Karl Friedrich Schinkel hatte schon zu Lebzeiten den Ruf, nicht nur ein künstlerisches Genie zu sein. Er war stets bemüht, sein architektonisches Können in den Dienst der Aufgabe zu stellen: Im konkreten Bischmisheimer Fall ging es um den Neubau einer Kirche für eine dörfliche evangelische Kirchengemeinde. Und so schuf Schinkel hier das Muster, die Vorlage zu einer solchen Kirche.
Er wählte für den Bischmisheimer Bau die Oktogon-Form. Diese Grundform bietet mehrere Vorteile: Sie ermöglicht es, die Gemeinde in dichter, aber keineswegs in beengter Weise um das Zentrum zu versammeln. Das Zentrum ist die Achse „Altar – Kanzel – Orgel“. Das Kirchengebäude läuft in einer schön gestalteten Spitze aus, ein eigener Turm wurde entbehrlich. Und so wirkt die Kirche nicht imponierend oder gar trutzig, vielmehr laden ihre gefälligen Proportionen, ihr vom Tageslicht durchflutetes Inneres zum Eintreten und zum Verweilen ein. Schließlich erlaubt es die Oktogon-Form, eine Empore einzuziehen, die ringsum an den Außenmauern vorbeiläuft, dabei gut die Hälfte der gesamten Innenfläche überdeckt und doch den Innenraum nicht verdunkelt.
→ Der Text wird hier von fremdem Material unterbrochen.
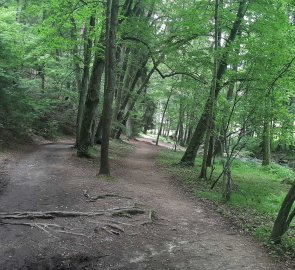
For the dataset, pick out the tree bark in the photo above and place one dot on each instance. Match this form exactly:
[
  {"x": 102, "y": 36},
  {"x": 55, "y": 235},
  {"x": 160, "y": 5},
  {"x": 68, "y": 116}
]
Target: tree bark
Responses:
[
  {"x": 189, "y": 156},
  {"x": 266, "y": 144},
  {"x": 85, "y": 76},
  {"x": 284, "y": 217},
  {"x": 110, "y": 77},
  {"x": 91, "y": 104},
  {"x": 163, "y": 115}
]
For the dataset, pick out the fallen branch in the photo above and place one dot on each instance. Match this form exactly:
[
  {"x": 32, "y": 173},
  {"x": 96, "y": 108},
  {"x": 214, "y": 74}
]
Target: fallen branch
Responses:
[
  {"x": 103, "y": 196},
  {"x": 43, "y": 227},
  {"x": 54, "y": 214}
]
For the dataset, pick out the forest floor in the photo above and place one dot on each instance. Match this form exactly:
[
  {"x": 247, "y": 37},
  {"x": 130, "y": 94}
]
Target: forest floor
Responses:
[{"x": 147, "y": 222}]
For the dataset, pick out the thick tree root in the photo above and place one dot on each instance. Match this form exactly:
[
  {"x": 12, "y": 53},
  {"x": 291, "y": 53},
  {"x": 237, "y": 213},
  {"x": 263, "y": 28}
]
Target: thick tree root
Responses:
[
  {"x": 43, "y": 227},
  {"x": 103, "y": 196},
  {"x": 54, "y": 214}
]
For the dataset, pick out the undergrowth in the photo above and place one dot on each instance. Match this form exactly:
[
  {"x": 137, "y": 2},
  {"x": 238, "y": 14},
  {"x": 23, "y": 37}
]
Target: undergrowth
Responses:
[{"x": 256, "y": 199}]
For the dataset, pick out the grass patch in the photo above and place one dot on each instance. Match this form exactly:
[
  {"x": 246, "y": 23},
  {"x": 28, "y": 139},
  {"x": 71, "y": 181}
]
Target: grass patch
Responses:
[{"x": 256, "y": 199}]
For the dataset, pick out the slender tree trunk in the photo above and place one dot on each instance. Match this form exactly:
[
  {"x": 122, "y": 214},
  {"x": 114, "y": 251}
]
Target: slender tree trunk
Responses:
[
  {"x": 209, "y": 134},
  {"x": 285, "y": 216},
  {"x": 266, "y": 144},
  {"x": 75, "y": 53},
  {"x": 163, "y": 115},
  {"x": 124, "y": 117},
  {"x": 110, "y": 77},
  {"x": 180, "y": 138},
  {"x": 91, "y": 104},
  {"x": 189, "y": 156},
  {"x": 85, "y": 76}
]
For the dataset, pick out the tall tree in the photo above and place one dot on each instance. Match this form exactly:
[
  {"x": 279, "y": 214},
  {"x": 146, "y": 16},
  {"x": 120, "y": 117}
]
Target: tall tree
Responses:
[{"x": 110, "y": 82}]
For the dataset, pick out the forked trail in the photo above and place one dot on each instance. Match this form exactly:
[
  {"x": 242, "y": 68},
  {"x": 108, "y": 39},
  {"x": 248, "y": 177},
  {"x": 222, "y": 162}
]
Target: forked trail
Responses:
[{"x": 144, "y": 221}]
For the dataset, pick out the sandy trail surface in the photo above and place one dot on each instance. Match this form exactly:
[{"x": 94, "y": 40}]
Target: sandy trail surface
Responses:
[{"x": 174, "y": 232}]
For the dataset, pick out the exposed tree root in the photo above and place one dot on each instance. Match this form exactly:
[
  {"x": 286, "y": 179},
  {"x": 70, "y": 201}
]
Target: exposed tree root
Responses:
[
  {"x": 54, "y": 214},
  {"x": 103, "y": 196}
]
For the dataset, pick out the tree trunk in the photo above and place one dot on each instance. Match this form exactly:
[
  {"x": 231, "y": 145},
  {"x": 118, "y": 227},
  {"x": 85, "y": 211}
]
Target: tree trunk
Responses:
[
  {"x": 266, "y": 149},
  {"x": 85, "y": 76},
  {"x": 133, "y": 102},
  {"x": 285, "y": 216},
  {"x": 189, "y": 156},
  {"x": 91, "y": 104},
  {"x": 110, "y": 77},
  {"x": 203, "y": 174},
  {"x": 163, "y": 116}
]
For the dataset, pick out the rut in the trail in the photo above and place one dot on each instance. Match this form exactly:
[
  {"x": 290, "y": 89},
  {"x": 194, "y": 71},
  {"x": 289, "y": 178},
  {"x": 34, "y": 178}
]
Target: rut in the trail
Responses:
[{"x": 174, "y": 232}]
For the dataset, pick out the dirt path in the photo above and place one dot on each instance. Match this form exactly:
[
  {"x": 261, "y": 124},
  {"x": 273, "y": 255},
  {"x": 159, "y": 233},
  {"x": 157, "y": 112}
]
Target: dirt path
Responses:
[{"x": 187, "y": 236}]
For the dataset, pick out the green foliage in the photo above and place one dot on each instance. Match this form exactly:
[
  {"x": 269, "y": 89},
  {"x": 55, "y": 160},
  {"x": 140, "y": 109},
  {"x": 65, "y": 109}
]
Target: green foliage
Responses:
[{"x": 257, "y": 195}]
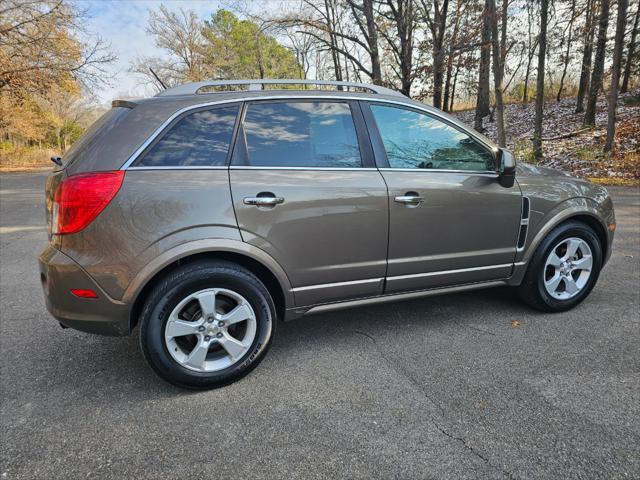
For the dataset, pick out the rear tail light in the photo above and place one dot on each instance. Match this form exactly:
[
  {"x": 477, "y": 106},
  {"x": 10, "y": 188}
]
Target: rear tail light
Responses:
[{"x": 80, "y": 199}]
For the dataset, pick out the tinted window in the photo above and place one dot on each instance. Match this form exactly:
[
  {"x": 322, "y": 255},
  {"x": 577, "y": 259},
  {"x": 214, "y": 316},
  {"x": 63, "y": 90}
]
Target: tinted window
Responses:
[
  {"x": 416, "y": 140},
  {"x": 200, "y": 139},
  {"x": 95, "y": 135},
  {"x": 300, "y": 134}
]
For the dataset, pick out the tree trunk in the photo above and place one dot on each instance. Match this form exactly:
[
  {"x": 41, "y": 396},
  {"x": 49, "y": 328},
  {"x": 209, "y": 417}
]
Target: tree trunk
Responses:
[
  {"x": 453, "y": 87},
  {"x": 530, "y": 53},
  {"x": 482, "y": 102},
  {"x": 615, "y": 74},
  {"x": 490, "y": 6},
  {"x": 630, "y": 54},
  {"x": 568, "y": 51},
  {"x": 372, "y": 41},
  {"x": 335, "y": 56},
  {"x": 598, "y": 65},
  {"x": 451, "y": 58},
  {"x": 542, "y": 53},
  {"x": 587, "y": 54},
  {"x": 439, "y": 27}
]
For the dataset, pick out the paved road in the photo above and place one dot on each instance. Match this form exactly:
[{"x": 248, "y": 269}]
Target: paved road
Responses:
[{"x": 443, "y": 387}]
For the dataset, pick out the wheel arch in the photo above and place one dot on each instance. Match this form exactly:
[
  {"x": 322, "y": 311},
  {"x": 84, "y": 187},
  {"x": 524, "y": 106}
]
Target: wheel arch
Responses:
[
  {"x": 253, "y": 259},
  {"x": 579, "y": 210}
]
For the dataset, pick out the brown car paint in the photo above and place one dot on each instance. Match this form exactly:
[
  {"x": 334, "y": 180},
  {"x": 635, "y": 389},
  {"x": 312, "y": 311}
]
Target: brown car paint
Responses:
[{"x": 326, "y": 245}]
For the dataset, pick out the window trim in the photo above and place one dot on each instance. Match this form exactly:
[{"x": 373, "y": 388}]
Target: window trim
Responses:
[
  {"x": 381, "y": 158},
  {"x": 404, "y": 103},
  {"x": 166, "y": 129},
  {"x": 364, "y": 146}
]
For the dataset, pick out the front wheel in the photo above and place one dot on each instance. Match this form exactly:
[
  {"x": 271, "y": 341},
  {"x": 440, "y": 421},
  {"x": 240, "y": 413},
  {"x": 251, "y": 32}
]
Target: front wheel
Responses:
[
  {"x": 564, "y": 268},
  {"x": 206, "y": 325}
]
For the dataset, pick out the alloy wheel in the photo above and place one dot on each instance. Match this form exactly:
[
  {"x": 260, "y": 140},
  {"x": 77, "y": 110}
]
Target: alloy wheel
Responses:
[
  {"x": 210, "y": 330},
  {"x": 568, "y": 268}
]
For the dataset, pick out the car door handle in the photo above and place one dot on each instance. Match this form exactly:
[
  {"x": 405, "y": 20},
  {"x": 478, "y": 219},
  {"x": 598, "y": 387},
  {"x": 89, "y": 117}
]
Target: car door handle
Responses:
[
  {"x": 263, "y": 201},
  {"x": 409, "y": 199}
]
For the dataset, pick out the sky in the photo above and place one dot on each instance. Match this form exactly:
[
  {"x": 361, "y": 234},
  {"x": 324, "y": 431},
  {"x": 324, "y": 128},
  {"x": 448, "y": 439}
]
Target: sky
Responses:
[{"x": 122, "y": 24}]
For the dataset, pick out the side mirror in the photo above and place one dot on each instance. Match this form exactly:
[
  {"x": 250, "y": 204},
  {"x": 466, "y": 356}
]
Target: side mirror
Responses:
[{"x": 506, "y": 168}]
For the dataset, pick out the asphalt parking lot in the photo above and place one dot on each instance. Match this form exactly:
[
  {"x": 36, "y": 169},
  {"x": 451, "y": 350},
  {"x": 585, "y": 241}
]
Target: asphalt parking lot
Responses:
[{"x": 471, "y": 385}]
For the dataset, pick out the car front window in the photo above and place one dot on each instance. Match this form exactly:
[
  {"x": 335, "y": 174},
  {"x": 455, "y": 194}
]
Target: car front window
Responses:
[{"x": 416, "y": 140}]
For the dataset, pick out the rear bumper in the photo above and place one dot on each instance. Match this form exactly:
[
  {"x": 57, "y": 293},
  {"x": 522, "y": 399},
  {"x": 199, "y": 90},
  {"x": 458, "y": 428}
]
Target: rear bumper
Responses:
[{"x": 103, "y": 315}]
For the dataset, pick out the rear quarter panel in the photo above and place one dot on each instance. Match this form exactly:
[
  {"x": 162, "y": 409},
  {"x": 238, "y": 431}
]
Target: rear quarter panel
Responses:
[
  {"x": 154, "y": 211},
  {"x": 555, "y": 197}
]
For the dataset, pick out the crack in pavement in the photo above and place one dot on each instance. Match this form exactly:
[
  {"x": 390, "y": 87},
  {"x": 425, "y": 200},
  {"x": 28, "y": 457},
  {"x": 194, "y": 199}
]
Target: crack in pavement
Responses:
[
  {"x": 419, "y": 387},
  {"x": 471, "y": 449}
]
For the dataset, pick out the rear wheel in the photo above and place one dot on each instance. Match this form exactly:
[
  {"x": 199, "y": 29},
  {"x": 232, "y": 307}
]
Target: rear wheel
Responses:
[
  {"x": 206, "y": 325},
  {"x": 564, "y": 268}
]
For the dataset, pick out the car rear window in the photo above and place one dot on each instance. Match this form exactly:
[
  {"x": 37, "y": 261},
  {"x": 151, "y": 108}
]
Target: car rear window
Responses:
[
  {"x": 299, "y": 134},
  {"x": 199, "y": 139},
  {"x": 93, "y": 136}
]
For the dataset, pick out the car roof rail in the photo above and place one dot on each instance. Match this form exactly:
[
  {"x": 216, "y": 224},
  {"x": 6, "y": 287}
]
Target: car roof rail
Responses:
[{"x": 211, "y": 86}]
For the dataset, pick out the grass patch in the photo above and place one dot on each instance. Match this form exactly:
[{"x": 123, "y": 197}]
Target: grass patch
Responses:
[
  {"x": 632, "y": 100},
  {"x": 616, "y": 181},
  {"x": 523, "y": 151},
  {"x": 21, "y": 159}
]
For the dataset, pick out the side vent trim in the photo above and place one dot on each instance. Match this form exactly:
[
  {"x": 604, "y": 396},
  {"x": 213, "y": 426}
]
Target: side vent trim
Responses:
[{"x": 524, "y": 223}]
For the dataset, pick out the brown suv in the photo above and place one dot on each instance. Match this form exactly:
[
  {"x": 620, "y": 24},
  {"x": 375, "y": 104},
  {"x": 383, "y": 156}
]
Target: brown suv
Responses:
[{"x": 205, "y": 216}]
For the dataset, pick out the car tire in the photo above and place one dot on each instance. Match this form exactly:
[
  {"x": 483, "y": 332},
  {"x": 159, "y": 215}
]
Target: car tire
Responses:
[
  {"x": 180, "y": 333},
  {"x": 550, "y": 282}
]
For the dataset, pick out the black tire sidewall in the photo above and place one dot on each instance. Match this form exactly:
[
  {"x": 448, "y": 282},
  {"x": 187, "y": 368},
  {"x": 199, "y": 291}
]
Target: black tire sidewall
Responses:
[
  {"x": 563, "y": 232},
  {"x": 177, "y": 287}
]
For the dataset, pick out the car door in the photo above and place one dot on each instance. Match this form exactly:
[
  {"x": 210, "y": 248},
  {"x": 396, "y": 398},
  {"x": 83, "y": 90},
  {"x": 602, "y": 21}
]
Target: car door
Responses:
[
  {"x": 451, "y": 222},
  {"x": 305, "y": 190}
]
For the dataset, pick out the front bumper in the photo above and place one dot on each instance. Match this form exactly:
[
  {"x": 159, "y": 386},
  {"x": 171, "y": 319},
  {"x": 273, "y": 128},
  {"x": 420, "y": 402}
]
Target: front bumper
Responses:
[{"x": 103, "y": 315}]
Es sollte mehr als 100 Jahre dauern, bis der Wert dieses klassizistischen Kleinods in Gänze entdeckt und erkannt wurde. Der einzigartige Bischmisheimer Sakralbau gilt heute als das Idealbild einer evangelischen Dorfkirche. Das Achteck, von den alten Baptisterien her bekannt, sagt dem Besucher: „Durch die Taufe darfst du der Hoffnung auf Auferstehung sicher sein!“ Die axiale Anordnung „Altar – Kanzel –Orgel“ verbildlicht den Bezug zum Protestantismus: Auf dem Altar steht Gottes Wort in der allzeit präsenten Bibel. Die Kanzel, direkt darüber, dient der Verkündigung dieser frohen Botschaft. Und die Orgelpfeifen, ganz oben, sollen biblische Texte in Musik übersetzen.
Das Kirchenäußere ist schlicht gehalten und mutet, trotz oder wegen der klaren architektonischen Formensprache, eher streng an. Das Kircheninnere hingegen überrascht in vielerlei Hinsicht. Die Symmetrie der Achteckform, die gefälligen Proportionen und die leuchtende Tageshelle, die die insgesamt 26 großen Rundbogenfenster dem Raum schenken, verleihen dem Kirchenraum eine malerische und doch unaufdringliche Schönheit, eine wohltuende „stille Größe“. Zudem prägen wunderbare Details das Bild des Achteckbaus. Die Säulen, gekrönt von korinthischen Kapitellen, ziehen den Blick des Betrachters magisch an. Die hellgrau gestrichene Kirchendecke, von einem balkenähnlichen Strahlenprofil strukturiert, unterstreicht eindringlich die Grundform des Achtecks. Zum warmen, gelb-weißen Grundton der Wände passen die antiken Motive mit Lotosblüten und Palmetten, cremeweiß auf rotem Grund. Und am Kanzelkorb erkennt der Betrachter den zum Himmel fahrenden Christus auf einer Wolke, umrahmt von Blattgold-Schmuckbändern.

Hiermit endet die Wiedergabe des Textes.